Sehr geehrter Herr Baumgartner. Die Ausbildung Intensivmedizin ist eine eigene Facharztausbildung, deswegen lassen sich FachärztInnen für Intensivmedizin nicht einfach durch PsychiaterInnen und KardiologInnen oder OrthopädInnen ersetzen, auch nicht durch Seelsorger oder Pfarrer. Sehr wohl aber helfen sehr viele ÄrztInnen aus unterschiedlichen Fachrichtungen an den Normalabteilungen bei der Behandlung von Covid-Kranken mit, das sind jedoch nicht Abteilungen mit Intensivbetten. Intensivmedizin ist ein eigenes und komplexes Fachgebiet, es ist nicht möglich "einfach so" IntensivmedizinerInnen mit anderen ÄrztInnen zu ersetzen. Wurden Sie jemals von einem Psychiater für eine Operation in Narkose versetzt und währen dieser von ihm beatmet? Es gibt auch gesetzliche Vorgaben, die dies verbieten. Die Facharztausbildung dauert bis zu sechs Jahren!
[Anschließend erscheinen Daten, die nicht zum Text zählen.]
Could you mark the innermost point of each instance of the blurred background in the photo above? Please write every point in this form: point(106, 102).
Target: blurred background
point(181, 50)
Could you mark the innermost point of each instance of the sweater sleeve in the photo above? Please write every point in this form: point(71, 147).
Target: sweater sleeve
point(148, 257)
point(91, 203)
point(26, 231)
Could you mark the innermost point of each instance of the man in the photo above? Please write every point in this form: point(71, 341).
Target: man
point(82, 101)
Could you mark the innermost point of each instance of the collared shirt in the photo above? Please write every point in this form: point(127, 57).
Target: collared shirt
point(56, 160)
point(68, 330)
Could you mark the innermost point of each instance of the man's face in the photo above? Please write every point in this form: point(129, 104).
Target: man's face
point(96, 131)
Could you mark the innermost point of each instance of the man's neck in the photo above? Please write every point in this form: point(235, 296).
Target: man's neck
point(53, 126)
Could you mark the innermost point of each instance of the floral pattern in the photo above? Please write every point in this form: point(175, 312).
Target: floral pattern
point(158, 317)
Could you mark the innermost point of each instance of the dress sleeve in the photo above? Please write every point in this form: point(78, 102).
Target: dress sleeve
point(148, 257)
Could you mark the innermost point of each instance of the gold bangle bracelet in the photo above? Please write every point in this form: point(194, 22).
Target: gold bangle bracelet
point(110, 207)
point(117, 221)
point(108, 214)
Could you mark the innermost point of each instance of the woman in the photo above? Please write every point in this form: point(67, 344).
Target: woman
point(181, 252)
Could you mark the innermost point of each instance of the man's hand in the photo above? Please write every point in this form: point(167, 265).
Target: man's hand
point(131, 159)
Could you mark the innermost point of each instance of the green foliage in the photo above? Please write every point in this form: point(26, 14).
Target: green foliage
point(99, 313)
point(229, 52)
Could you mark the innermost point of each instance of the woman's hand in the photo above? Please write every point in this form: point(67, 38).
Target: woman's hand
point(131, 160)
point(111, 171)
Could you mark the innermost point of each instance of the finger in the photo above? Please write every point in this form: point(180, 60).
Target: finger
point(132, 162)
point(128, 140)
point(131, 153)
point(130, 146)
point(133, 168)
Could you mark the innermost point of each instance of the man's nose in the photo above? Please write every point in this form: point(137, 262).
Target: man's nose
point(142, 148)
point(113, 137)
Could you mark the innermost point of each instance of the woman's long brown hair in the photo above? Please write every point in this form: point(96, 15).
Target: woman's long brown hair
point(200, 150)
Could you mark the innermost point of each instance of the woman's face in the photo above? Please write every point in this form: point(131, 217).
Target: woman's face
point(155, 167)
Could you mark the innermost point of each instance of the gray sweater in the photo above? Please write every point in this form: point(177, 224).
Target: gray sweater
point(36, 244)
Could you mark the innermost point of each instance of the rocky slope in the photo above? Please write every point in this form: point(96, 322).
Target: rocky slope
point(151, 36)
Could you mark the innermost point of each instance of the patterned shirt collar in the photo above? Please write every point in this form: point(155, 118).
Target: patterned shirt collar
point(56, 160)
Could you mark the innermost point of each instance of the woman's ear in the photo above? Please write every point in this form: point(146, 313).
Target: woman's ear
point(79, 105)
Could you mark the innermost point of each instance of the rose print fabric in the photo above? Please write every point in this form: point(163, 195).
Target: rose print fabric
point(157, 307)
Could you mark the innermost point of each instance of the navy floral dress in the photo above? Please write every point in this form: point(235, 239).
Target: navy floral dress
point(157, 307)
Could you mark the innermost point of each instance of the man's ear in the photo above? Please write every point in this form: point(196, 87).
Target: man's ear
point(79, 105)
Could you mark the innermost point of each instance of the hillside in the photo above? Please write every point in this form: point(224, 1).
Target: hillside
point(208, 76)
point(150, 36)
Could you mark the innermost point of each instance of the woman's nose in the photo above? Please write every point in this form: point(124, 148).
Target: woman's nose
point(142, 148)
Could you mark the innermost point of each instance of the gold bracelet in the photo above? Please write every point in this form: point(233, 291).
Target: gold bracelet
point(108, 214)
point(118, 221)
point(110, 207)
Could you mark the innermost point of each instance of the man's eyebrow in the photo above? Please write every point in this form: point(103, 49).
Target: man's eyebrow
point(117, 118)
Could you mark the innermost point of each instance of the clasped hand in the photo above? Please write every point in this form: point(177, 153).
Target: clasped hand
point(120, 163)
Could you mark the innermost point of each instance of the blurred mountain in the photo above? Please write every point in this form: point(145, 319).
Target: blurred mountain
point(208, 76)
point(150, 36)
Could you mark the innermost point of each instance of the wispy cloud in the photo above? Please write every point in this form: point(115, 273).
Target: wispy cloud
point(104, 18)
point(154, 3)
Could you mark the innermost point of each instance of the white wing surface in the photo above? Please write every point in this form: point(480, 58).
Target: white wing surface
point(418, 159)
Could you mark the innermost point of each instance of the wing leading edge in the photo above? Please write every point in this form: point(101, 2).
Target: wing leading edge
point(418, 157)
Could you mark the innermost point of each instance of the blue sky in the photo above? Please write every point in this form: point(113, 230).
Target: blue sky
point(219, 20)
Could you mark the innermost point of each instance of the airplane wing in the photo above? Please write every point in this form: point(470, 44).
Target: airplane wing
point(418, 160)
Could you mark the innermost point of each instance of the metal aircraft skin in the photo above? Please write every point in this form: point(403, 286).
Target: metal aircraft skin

Ähnliches gilt für das Pflegepersonal auf diesen Intensivabteilungen. Das sind alles SpezialistInnen und können nicht einfach ersetzt werden.
Um die große Intensivabteilung in Bozen zu öffnen, mussten von anderen Intensivstationen Fachärztinnen umgeschichtet werden und die fehlten dann woanders. „Die Decke ist kurz und reicht nicht für Füße und Schultern“. Wie also ein Sanitätsbetrieb mit 100 Intensivbetten funktionieren soll, erscheint mir daher aus heutiger Sicht schleierhaft. Jetzt schon sind sehr viele Leistungen für normale Patienten ohne Covid-Infektion reduziert, bzw. aufgeschoben und das Personal arbeitet zum Teil an den Grenzen der Belastbarkeit - auch weil es eben nicht einfach ersetzt werden kann.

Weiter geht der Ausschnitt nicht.